In 2005 elections, the movement had stirred hopes among some that Egypt's political process was opening up – and fears in the Washington and Cairo establishments – when it tripled its representation in parliament to 20 percent. Brotherhood candidates, who held 88 seats in the outgoing Parliament, failed to win any seats outright, and only 26 of their candidates advanced to the runoff that will be held this weekend.

Brotherhood threatens to boycott second round

In Sunday's election, the first round of voting, 221 of 508 seats were decided. Of those, the NDP won 95 percent, with opposition parties and independents taking a handful of seats. In the runoffs this weekend, about 75 of the remaining 287 seats will be contested between NDP candidates, since the party fielded multiple candidates in many constituencies.

Preliminary results show that the NDP took almost all of the 43 percent of seats that were decided in the first round and about 75 of the runoffs will be between NDP candidates, since the party fielded multiple candidates in many constituencies. Opposition parties and independents won a handful of seats.

While the Muslim Brotherhood was expected to lose seats, and probably lost some legitimate support over its failure to make an impact on legislation in the past five years, the extent of its loss caught many in Egypt by surprise. Some of the group's members are openly questioning their decision to engage in the political process and are calling for a boycott.

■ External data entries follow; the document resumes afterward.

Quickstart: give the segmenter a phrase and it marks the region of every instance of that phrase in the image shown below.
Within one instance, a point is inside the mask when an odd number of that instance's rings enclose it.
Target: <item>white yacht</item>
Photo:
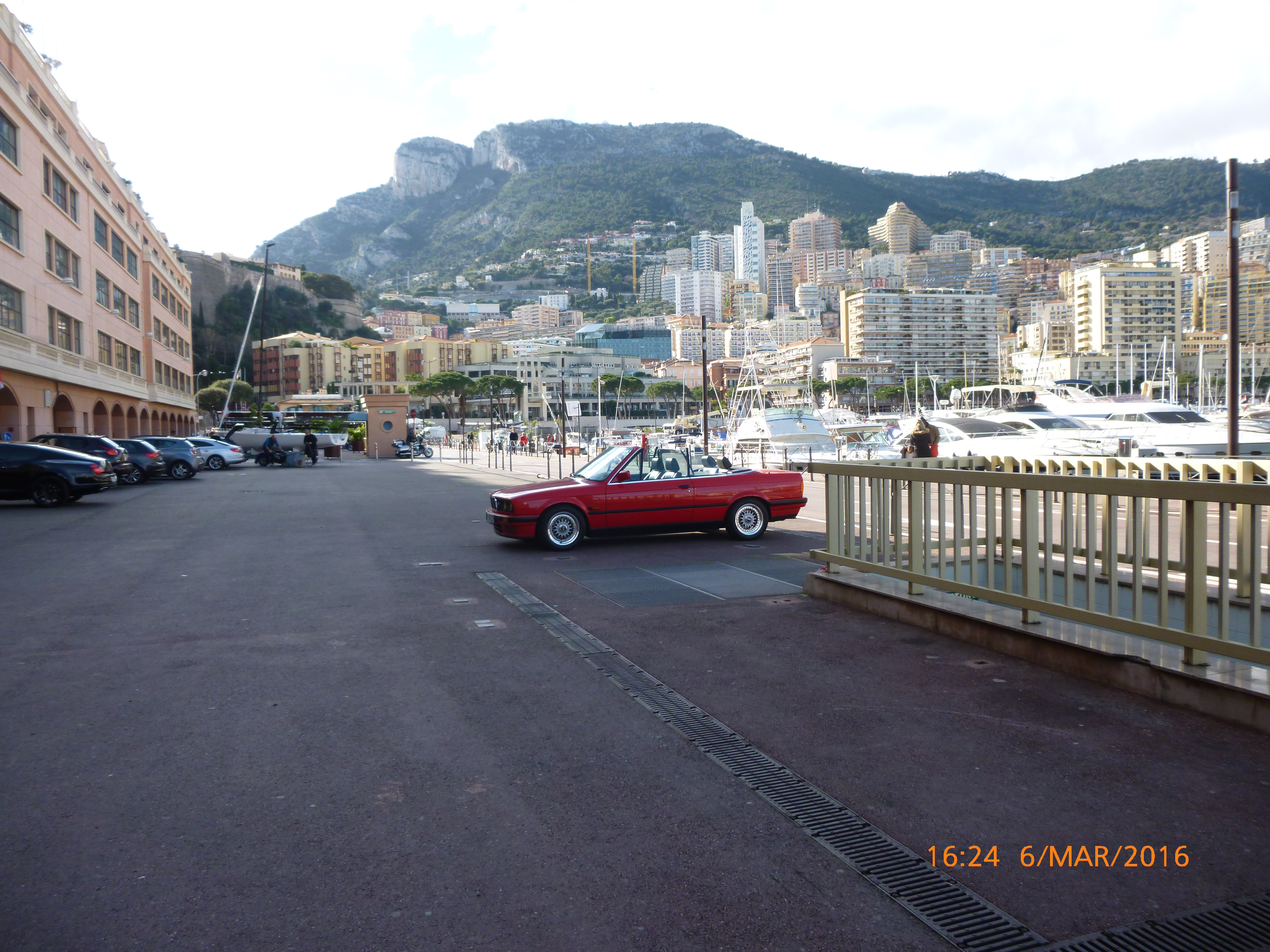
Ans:
[[[1152,443],[1163,456],[1226,456],[1226,426],[1177,404],[1142,396],[1100,397],[1077,387],[1041,390],[1036,402],[1063,416]],[[1245,433],[1240,452],[1270,456],[1270,433]]]
[[[838,447],[813,407],[753,406],[729,426],[724,454],[747,462],[837,462]]]

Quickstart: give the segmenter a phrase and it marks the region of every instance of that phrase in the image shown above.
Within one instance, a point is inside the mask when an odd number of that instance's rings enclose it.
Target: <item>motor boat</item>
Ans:
[[[1226,456],[1226,426],[1179,404],[1138,395],[1100,397],[1072,386],[1038,391],[1036,402],[1050,413],[1146,439],[1163,456]],[[1270,456],[1270,433],[1259,428],[1247,435],[1240,440],[1241,453]]]
[[[1132,456],[1160,456],[1146,437],[1106,429],[1076,416],[1059,416],[1036,404],[989,410],[982,419],[1003,423],[1031,437],[1044,435],[1052,452],[1059,456],[1119,456],[1125,449]],[[1123,439],[1128,440],[1128,446],[1121,443]]]
[[[809,406],[753,406],[728,433],[724,454],[762,462],[837,462],[838,444]]]

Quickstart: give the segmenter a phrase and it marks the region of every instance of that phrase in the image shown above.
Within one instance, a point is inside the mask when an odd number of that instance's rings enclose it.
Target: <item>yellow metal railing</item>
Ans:
[[[1186,664],[1212,651],[1270,665],[1270,462],[960,457],[810,470],[826,477],[827,529],[812,555],[831,572],[847,566],[904,580],[913,594],[930,585],[1012,605],[1025,622],[1044,613],[1173,644]]]

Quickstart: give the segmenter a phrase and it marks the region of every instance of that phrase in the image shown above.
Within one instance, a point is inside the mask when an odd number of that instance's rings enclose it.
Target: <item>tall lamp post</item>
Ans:
[[[264,369],[264,306],[269,298],[269,249],[273,248],[273,241],[264,242],[264,274],[260,277],[260,380],[255,390],[255,423],[257,425],[264,424],[264,378],[267,371]],[[282,359],[278,359],[278,390],[281,395],[282,390]]]

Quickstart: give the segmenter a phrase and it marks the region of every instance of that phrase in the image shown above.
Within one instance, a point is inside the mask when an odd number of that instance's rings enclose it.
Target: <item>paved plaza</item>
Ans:
[[[796,559],[820,484],[757,548],[560,557],[485,523],[544,471],[512,465],[0,503],[0,948],[947,948],[478,572],[918,854],[994,845],[950,872],[1049,939],[1270,887],[1270,737],[780,583],[643,607],[583,584]],[[1049,844],[1189,864],[1020,864]]]

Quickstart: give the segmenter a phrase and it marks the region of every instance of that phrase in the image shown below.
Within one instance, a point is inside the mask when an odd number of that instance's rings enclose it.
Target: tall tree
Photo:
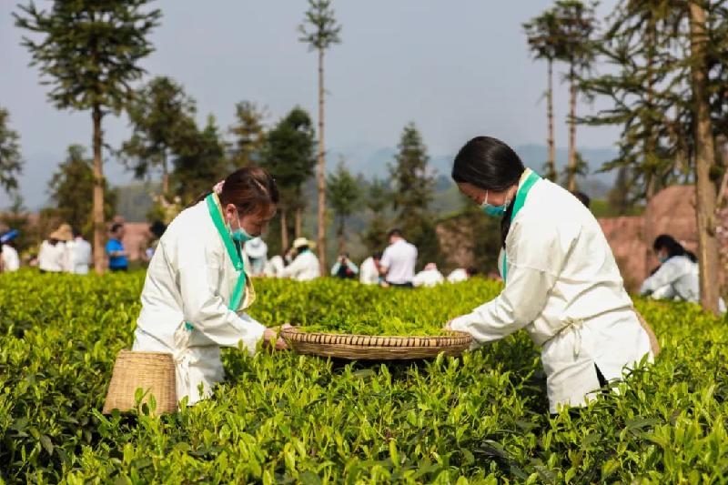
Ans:
[[[104,181],[104,216],[112,217],[116,204],[116,190],[109,190]],[[64,221],[78,227],[85,234],[93,232],[92,194],[94,192],[94,160],[86,157],[80,145],[68,147],[68,154],[58,165],[48,183],[48,193],[56,214]]]
[[[234,168],[258,165],[266,142],[265,109],[250,101],[235,106],[235,123],[228,130],[233,136],[229,153]]]
[[[0,187],[6,192],[17,188],[17,176],[23,170],[20,136],[10,128],[10,114],[0,106]]]
[[[414,123],[402,131],[395,157],[389,167],[393,184],[393,208],[405,237],[418,247],[420,260],[425,263],[440,259],[434,234],[430,203],[434,197],[435,177],[430,172],[427,148]]]
[[[10,196],[10,207],[0,213],[0,230],[17,229],[18,235],[14,243],[18,253],[22,253],[37,243],[39,235],[30,223],[30,213],[25,206],[23,196],[17,191],[11,192]]]
[[[339,238],[339,253],[346,248],[347,218],[357,208],[361,198],[359,183],[351,175],[343,161],[339,161],[336,172],[329,175],[327,181],[329,201],[337,218],[337,237]]]
[[[126,110],[133,131],[119,153],[136,178],[160,168],[162,196],[169,192],[169,157],[194,131],[196,109],[180,85],[158,76],[134,93]]]
[[[326,145],[324,144],[324,53],[334,44],[341,42],[339,36],[341,25],[338,25],[330,0],[308,0],[308,10],[304,23],[298,25],[298,40],[308,45],[318,54],[318,261],[321,274],[326,265]]]
[[[205,128],[196,128],[178,143],[172,185],[182,203],[189,204],[228,175],[225,147],[215,116],[209,115]]]
[[[560,33],[556,13],[553,9],[547,10],[524,23],[522,26],[533,57],[546,61],[546,145],[549,147],[549,158],[546,161],[544,175],[550,180],[556,181],[558,175],[556,173],[556,145],[553,134],[553,62],[560,56],[563,56],[563,54],[559,51],[562,43],[559,41]]]
[[[313,175],[316,134],[308,114],[294,107],[268,132],[262,162],[276,178],[281,197],[278,205],[281,247],[288,246],[288,224],[291,212],[300,232],[301,212],[305,207],[303,185]]]
[[[104,171],[101,121],[118,114],[131,96],[129,84],[144,73],[138,63],[154,49],[147,40],[161,11],[150,0],[54,2],[39,10],[32,1],[14,13],[15,25],[39,41],[23,38],[32,66],[52,86],[48,95],[60,109],[90,110],[94,147],[94,266],[104,271]]]
[[[553,15],[556,17],[556,53],[560,60],[569,65],[569,162],[566,187],[569,190],[576,190],[577,76],[589,68],[594,56],[594,5],[581,0],[559,0]]]
[[[386,210],[391,202],[392,194],[387,185],[375,177],[369,186],[366,206],[369,212],[367,230],[361,236],[369,252],[381,251],[385,245],[389,221]]]
[[[689,2],[690,71],[695,113],[695,207],[698,223],[698,262],[700,264],[700,299],[703,308],[718,314],[718,237],[715,220],[715,185],[711,170],[715,165],[713,129],[711,119],[711,93],[708,76],[713,68],[706,34],[705,9],[700,2]]]
[[[622,160],[606,168],[628,166],[630,186],[642,187],[637,197],[649,200],[665,185],[696,182],[701,287],[706,290],[701,298],[712,310],[718,288],[713,224],[725,173],[714,140],[728,129],[725,4],[622,0],[598,43],[601,59],[616,72],[581,82],[613,103],[586,122],[624,126]]]

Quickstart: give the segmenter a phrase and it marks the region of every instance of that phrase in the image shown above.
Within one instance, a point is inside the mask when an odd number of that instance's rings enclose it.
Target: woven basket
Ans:
[[[136,409],[137,389],[144,390],[143,403],[154,396],[157,401],[154,414],[177,411],[177,380],[172,354],[121,350],[114,363],[104,414],[114,409],[127,411]]]
[[[280,336],[300,354],[358,360],[427,359],[440,352],[454,356],[468,349],[472,341],[470,334],[460,331],[438,337],[382,337],[308,333],[288,328]]]

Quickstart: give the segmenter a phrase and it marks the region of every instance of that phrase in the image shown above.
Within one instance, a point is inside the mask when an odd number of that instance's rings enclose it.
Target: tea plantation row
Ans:
[[[524,332],[419,363],[224,352],[228,379],[181,412],[103,416],[143,273],[0,275],[0,481],[717,483],[728,476],[728,330],[637,301],[663,347],[611,393],[550,416]],[[268,325],[437,332],[500,289],[257,280]]]

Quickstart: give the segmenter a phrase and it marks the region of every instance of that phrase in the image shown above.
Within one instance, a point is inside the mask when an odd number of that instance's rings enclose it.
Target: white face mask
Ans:
[[[238,227],[237,229],[233,230],[232,224],[230,224],[229,222],[228,223],[228,230],[230,231],[230,237],[232,237],[234,241],[239,242],[241,244],[249,241],[250,239],[254,239],[255,237],[248,234],[248,232],[243,228],[243,227],[240,226],[240,217],[239,215],[238,214],[238,209],[235,209],[235,217],[238,219]]]

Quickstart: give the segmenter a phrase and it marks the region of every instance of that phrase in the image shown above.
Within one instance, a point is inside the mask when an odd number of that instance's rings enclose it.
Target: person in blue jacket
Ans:
[[[116,223],[111,227],[110,237],[106,243],[109,271],[126,271],[129,268],[128,254],[121,242],[124,237],[124,225]]]

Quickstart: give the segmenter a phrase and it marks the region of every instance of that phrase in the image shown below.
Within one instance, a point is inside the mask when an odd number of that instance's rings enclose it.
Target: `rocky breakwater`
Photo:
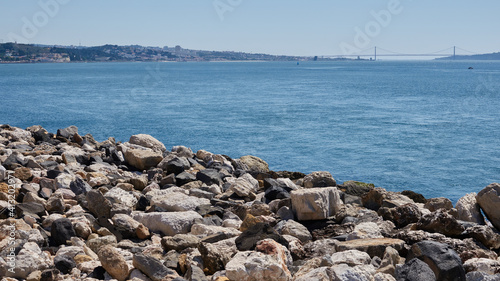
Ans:
[[[2,280],[500,280],[499,184],[453,206],[74,126],[0,126],[0,163]]]

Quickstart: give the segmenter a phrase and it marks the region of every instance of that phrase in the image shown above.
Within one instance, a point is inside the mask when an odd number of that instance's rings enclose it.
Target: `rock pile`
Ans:
[[[2,281],[500,280],[497,183],[453,207],[75,126],[0,126],[0,164]]]

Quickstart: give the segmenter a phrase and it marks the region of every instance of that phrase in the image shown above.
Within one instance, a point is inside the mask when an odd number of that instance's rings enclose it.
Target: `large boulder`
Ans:
[[[246,155],[240,157],[240,162],[244,164],[244,166],[248,167],[248,171],[258,172],[258,173],[268,173],[269,165],[266,161],[260,159],[259,157]]]
[[[465,281],[465,270],[458,254],[448,245],[422,241],[412,245],[407,260],[418,258],[425,262],[437,280]]]
[[[396,268],[396,280],[405,281],[432,281],[436,275],[425,262],[413,258],[406,264]]]
[[[132,217],[149,228],[149,230],[161,231],[168,236],[189,233],[194,221],[202,219],[200,214],[194,211],[136,213]]]
[[[312,172],[304,177],[305,188],[329,186],[337,186],[337,182],[329,172]]]
[[[492,183],[483,188],[476,200],[491,224],[500,230],[500,184]]]
[[[133,135],[130,137],[130,140],[128,142],[131,144],[136,144],[143,147],[151,148],[152,150],[157,152],[165,152],[167,150],[165,148],[165,145],[163,145],[163,143],[161,143],[159,140],[155,139],[151,135],[146,135],[146,134]]]
[[[163,156],[160,152],[151,149],[129,148],[125,151],[125,161],[141,171],[156,167],[161,162]]]
[[[102,267],[118,281],[125,281],[129,275],[129,268],[123,256],[112,246],[104,246],[99,252],[99,261]]]
[[[298,220],[322,220],[334,216],[342,206],[336,187],[306,188],[291,193],[292,209]]]
[[[266,239],[256,251],[238,252],[227,264],[229,280],[238,281],[289,281],[291,256],[288,250],[273,240]]]
[[[458,211],[459,220],[484,224],[484,217],[481,214],[479,204],[477,204],[476,196],[477,194],[472,192],[458,199],[455,208]]]

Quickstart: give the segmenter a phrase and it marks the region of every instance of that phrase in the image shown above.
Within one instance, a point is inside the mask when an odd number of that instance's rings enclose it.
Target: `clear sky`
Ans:
[[[500,51],[500,1],[1,0],[0,42],[285,55]],[[382,52],[382,51],[381,51]]]

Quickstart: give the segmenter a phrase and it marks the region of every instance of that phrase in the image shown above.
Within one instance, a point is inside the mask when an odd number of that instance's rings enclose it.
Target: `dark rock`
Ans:
[[[16,204],[16,215],[19,218],[25,215],[33,215],[35,217],[42,217],[46,214],[45,207],[36,202],[19,203]]]
[[[196,176],[188,173],[186,171],[178,174],[175,176],[175,182],[177,183],[178,186],[183,186],[186,183],[192,182],[196,180]]]
[[[413,200],[415,203],[424,203],[424,204],[427,203],[427,199],[425,199],[425,197],[420,193],[416,193],[416,192],[411,191],[411,190],[403,190],[403,191],[401,191],[401,194],[407,196],[408,198]]]
[[[178,276],[175,271],[163,265],[158,259],[144,254],[134,255],[133,264],[135,268],[142,271],[153,281],[166,280],[167,276],[173,278]]]
[[[59,164],[57,164],[57,162],[55,162],[55,163],[56,163],[56,166],[59,165]],[[42,163],[42,166],[43,166],[43,163]],[[47,171],[47,178],[49,178],[49,179],[55,179],[60,174],[62,174],[62,171],[60,171],[60,170],[48,170]]]
[[[75,195],[87,194],[87,192],[92,190],[92,187],[80,177],[76,177],[76,179],[70,183],[69,187]]]
[[[189,161],[184,157],[175,157],[174,159],[167,162],[167,173],[174,173],[176,175],[184,172],[184,170],[189,169]]]
[[[76,236],[73,224],[67,218],[57,219],[50,227],[50,241],[52,245],[59,246],[66,244],[71,237]]]
[[[465,269],[458,254],[448,245],[434,241],[413,244],[407,260],[418,258],[425,262],[437,280],[465,281]]]
[[[76,267],[76,262],[68,256],[59,255],[54,258],[54,265],[63,274],[68,274]]]
[[[236,247],[240,251],[251,251],[255,249],[257,242],[264,239],[274,241],[288,247],[288,242],[272,226],[267,223],[257,223],[254,227],[245,230],[236,238]]]
[[[78,134],[78,128],[76,126],[69,126],[67,128],[57,130],[57,136],[63,137],[67,140],[71,140],[75,134]]]
[[[417,223],[417,229],[428,232],[438,232],[446,236],[458,236],[465,230],[465,228],[444,209],[439,209],[436,212],[422,216]]]
[[[397,281],[432,281],[436,275],[423,261],[414,258],[406,264],[396,268]]]
[[[202,181],[207,185],[212,185],[212,184],[219,185],[222,183],[222,179],[220,177],[219,172],[214,169],[205,169],[199,171],[198,173],[196,173],[196,179]]]
[[[339,188],[346,194],[362,197],[375,188],[375,185],[359,181],[345,181],[342,185],[339,185]]]
[[[109,219],[111,212],[111,202],[98,190],[91,190],[87,193],[87,202],[90,212],[96,218]]]

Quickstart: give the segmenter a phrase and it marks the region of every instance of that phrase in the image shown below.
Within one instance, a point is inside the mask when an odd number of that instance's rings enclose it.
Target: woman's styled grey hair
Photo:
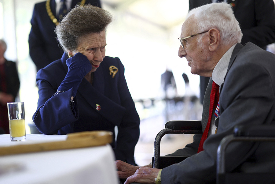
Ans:
[[[74,51],[82,37],[105,30],[112,21],[109,12],[90,5],[76,5],[64,17],[54,31],[65,51]]]
[[[216,28],[220,32],[222,44],[233,45],[241,40],[240,24],[231,6],[226,3],[213,3],[194,9],[188,13],[186,19],[189,18],[194,20],[196,33]],[[200,40],[203,35],[199,36],[198,39]]]

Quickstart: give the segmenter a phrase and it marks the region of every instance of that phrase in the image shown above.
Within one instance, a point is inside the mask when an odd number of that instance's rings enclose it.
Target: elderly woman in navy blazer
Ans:
[[[140,119],[118,58],[105,56],[112,17],[90,5],[73,9],[55,32],[64,52],[40,70],[39,98],[33,119],[45,134],[106,130],[115,135],[116,159],[135,164]]]

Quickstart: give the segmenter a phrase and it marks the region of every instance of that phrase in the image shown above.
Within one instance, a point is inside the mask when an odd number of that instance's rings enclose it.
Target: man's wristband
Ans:
[[[155,181],[156,182],[156,184],[161,184],[161,181],[160,180],[160,173],[161,173],[161,171],[162,171],[162,169],[159,171],[158,173],[157,177],[155,178]]]

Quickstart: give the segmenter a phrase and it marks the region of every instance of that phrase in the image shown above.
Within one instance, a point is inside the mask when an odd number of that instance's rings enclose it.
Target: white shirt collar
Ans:
[[[220,86],[224,81],[224,77],[226,74],[231,55],[237,44],[237,43],[234,44],[226,51],[213,70],[212,80]]]

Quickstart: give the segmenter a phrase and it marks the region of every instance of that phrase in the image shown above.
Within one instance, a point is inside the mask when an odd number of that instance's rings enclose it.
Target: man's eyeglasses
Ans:
[[[197,35],[198,35],[200,34],[202,34],[202,33],[204,33],[205,32],[208,32],[209,31],[209,30],[208,31],[204,31],[204,32],[200,32],[199,33],[197,33],[196,34],[195,34],[194,35],[191,35],[191,36],[187,36],[187,37],[185,37],[185,38],[178,38],[178,39],[181,42],[181,45],[182,46],[182,47],[183,49],[184,49],[184,46],[183,46],[183,43],[182,42],[182,41],[184,40],[185,40],[185,39],[187,39],[187,38],[191,38],[191,37],[193,37],[193,36],[196,36]]]

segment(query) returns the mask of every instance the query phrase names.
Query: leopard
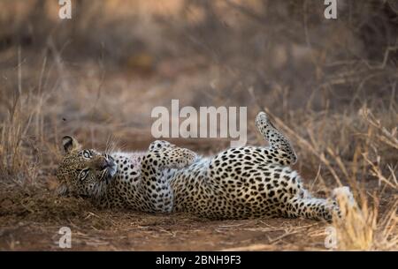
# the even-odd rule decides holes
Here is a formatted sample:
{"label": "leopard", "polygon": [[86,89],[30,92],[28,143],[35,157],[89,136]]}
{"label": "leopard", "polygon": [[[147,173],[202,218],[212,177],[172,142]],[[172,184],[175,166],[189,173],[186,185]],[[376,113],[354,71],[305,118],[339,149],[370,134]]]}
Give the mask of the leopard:
{"label": "leopard", "polygon": [[163,140],[142,152],[100,152],[65,136],[57,193],[89,198],[101,208],[210,220],[340,218],[336,197],[352,198],[349,188],[335,188],[328,198],[312,197],[292,168],[297,155],[290,140],[265,112],[255,125],[267,146],[230,147],[210,156]]}

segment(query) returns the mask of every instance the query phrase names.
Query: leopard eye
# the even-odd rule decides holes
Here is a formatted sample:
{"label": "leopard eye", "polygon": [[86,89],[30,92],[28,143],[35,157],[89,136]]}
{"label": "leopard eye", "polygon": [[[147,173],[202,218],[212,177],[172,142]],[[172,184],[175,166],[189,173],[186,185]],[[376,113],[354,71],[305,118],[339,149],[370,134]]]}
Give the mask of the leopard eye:
{"label": "leopard eye", "polygon": [[91,158],[91,153],[89,151],[84,151],[83,152],[83,157],[86,159],[90,159]]}
{"label": "leopard eye", "polygon": [[89,169],[81,170],[79,174],[79,180],[85,180],[87,176],[88,175]]}

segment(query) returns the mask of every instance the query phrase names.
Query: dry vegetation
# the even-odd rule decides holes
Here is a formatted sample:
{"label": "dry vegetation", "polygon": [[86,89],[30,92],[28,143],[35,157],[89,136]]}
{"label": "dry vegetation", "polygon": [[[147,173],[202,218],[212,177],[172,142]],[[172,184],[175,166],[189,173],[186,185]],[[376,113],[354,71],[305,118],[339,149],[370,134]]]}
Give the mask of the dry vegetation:
{"label": "dry vegetation", "polygon": [[63,135],[144,149],[152,108],[171,99],[248,106],[249,120],[268,109],[314,193],[353,190],[338,248],[398,250],[396,1],[341,0],[331,21],[315,0],[73,2],[67,21],[56,1],[0,3],[0,250],[57,250],[62,226],[79,250],[325,250],[325,223],[99,211],[53,194]]}

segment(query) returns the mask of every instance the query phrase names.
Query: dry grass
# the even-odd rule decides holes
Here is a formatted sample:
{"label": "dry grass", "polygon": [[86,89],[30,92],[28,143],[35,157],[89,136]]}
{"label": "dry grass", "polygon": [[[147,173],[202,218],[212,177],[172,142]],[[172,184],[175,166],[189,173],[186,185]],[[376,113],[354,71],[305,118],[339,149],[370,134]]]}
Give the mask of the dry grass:
{"label": "dry grass", "polygon": [[[60,137],[103,148],[111,136],[144,149],[152,108],[177,98],[180,106],[248,106],[249,144],[264,143],[250,119],[266,109],[293,140],[312,192],[353,191],[357,205],[341,201],[346,220],[333,224],[338,248],[397,250],[394,1],[345,1],[333,22],[318,1],[77,1],[66,22],[50,2],[0,4],[1,249],[71,225],[80,249],[137,250],[138,240],[162,250],[172,240],[175,250],[325,250],[325,223],[208,223],[101,212],[52,195]],[[203,153],[225,142],[177,141]],[[188,236],[195,247],[180,244]],[[34,240],[25,249],[50,243]]]}

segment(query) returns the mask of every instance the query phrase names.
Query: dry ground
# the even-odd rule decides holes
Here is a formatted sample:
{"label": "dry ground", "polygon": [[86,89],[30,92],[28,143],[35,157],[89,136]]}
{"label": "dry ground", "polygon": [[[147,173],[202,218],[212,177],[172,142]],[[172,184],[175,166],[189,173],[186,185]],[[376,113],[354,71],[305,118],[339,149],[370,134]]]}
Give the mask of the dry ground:
{"label": "dry ground", "polygon": [[398,250],[396,1],[339,1],[333,21],[318,0],[82,0],[69,21],[54,1],[27,3],[0,3],[1,250],[58,250],[64,226],[73,250],[326,250],[324,222],[100,211],[54,195],[64,135],[143,150],[151,109],[172,99],[248,107],[251,145],[264,145],[253,119],[268,109],[316,196],[354,191],[358,207],[333,223],[338,248]]}

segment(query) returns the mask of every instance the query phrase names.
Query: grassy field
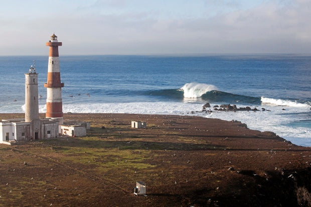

Brotherhood leaders said Tuesday they may decide to withdraw from the runoff altogether because they believe it too will be rigged.

"The result of participation is finished – there will be no seats,” says Mohamed El Biltagy, a Brotherhood parliamentarian from the Shubra Al Kheima district, who is in a runoff. “There is no value in this day if there are no judges, no monitoring. The same fraud will be perpetrated.”

That argument echoes the one made before the vote by Brotherhood members who urged boycotting the elections altogether. Mr. Biltagy, along with Brotherhood leader Essam El Erian, maintains that contesting elections is a good strategy, but indicated the group could be effective without participating, too. “Elections are only one tool we can use,” said Dr. Erian. “We cannot stop our activities.”